In order to further analyze the DFW dataset, and study the problem of disguised faces in the wild, the DFW dataset has been partitioned into three sets: (i) easy, (ii) medium, and (iii) hard. The easy partition contains pairs of face images which are relatively easy to classify by a face recognition system, the medium set contains pairs of images which can be matched correctly by a majority of face recognition systems, while the hard partition contains image pairs with high matching difficulty. In literature, a similar partitioning was performed for the Good, the Bad, and the Ugly (GBU) face recognition challenge [45], where a subset of FRVT 2006 competition data [46] was divided into the three sets. The GBU challenge contained data captured over an academic year, in constrained settings with frontal face images having minimal pose or appearance variations. This section analyzes the proposed DFW dataset containing data captured in unconstrained scenarios with variations across disguise, pose, illumination, age, and acquisition device.

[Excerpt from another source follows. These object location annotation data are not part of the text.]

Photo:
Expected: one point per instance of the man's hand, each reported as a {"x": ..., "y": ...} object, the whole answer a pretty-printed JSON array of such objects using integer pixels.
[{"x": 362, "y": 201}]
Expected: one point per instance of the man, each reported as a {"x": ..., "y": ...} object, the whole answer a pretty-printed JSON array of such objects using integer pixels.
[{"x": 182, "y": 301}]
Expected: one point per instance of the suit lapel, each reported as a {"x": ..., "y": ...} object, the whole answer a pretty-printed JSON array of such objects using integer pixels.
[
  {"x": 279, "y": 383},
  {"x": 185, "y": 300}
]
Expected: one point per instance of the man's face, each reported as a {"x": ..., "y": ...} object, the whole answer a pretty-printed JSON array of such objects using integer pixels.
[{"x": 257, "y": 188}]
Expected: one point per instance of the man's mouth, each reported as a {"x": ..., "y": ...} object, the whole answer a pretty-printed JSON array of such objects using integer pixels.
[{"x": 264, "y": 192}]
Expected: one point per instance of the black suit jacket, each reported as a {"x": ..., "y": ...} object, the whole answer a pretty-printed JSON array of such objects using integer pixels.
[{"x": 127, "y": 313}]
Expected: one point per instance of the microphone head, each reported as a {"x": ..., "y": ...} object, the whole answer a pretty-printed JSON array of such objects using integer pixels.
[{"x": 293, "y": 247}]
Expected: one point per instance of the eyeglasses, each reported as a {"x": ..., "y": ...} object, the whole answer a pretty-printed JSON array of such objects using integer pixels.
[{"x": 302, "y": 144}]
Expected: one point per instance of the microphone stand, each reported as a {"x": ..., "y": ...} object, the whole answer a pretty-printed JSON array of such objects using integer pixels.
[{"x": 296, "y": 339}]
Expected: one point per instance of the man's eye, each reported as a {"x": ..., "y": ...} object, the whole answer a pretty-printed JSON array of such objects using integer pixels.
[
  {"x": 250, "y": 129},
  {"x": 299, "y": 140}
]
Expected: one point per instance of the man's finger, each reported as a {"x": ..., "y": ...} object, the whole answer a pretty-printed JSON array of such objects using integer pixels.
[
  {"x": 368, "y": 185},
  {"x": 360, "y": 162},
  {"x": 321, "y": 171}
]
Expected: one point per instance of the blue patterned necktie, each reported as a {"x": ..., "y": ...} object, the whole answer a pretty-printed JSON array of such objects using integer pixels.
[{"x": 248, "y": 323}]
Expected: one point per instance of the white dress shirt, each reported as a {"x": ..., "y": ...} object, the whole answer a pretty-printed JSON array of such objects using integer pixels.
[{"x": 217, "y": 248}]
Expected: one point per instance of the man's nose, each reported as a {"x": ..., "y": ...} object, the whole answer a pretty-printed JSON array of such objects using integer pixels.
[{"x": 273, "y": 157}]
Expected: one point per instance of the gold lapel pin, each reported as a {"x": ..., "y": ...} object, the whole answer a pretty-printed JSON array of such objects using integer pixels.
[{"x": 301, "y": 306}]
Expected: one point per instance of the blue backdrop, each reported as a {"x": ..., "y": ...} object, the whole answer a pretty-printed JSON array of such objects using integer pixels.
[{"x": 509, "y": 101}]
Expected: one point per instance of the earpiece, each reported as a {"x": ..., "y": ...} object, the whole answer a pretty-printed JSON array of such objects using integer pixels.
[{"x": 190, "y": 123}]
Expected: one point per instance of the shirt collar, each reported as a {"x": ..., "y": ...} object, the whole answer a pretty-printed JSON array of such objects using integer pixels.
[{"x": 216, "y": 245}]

For the DFW dataset, the top-3 performing algorithms of the DFW competition have been used for partitioning the dataset, that is, AERFL, MiRA-Face, and UMDNets. The performance of the three algorithms is used for dividing the test set of the DFW dataset into three components: (i) easy, (ii) medium, and (iii) hard. Easy samples correspond to those pairs which were correctly classified by all three algorithms, and are thus easy to classify. Medium samples were correctly classified by any two algorithms, while the hard samples were correctly classified by only one algorithm, or mis-classified by all the algorithms, and thus are the most challenging component of the dataset. It is ensured that the partitions are disjoint, and samples belonging to one category do not appear in another category.

Fig. 9: Score distribution of the genuine pairs at 0.01% FAR, in terms of three levels of difficulty: easy, medium, and hard.

Table VIII presents the number of easy, medium, and hard pairs at different False Accept Rates of 1% and 0.1%. At 1%FAR, 11,544 genuine pairs are correctly classified as True Positive, while 8,878,599 imposter pairs are correctly classified as True Negative by all three techniques. This results in a total of 8,890,143 easy pairs, signifying that the total number of easy samples are highly dominated by the imposter pairs. In comparison, at 0.1%FAR, the total number of easy pairs increase to 9,043,570. It is interesting to observe that this increase is primarily due to the increased number of easy imposters at the lower FAR. Since at lower FARs, more pairs are classified as imposters, it leads to an increased number of easy pairs. Intuitively, at a stricter threshold of 0.1%FAR, one would expect the number of easy genuine samples to reduce. This trend is observed in Table VIII, where the number of genuine pairs reduces from 11,544 at 1%FAR to 9,461 at 0.1%FAR.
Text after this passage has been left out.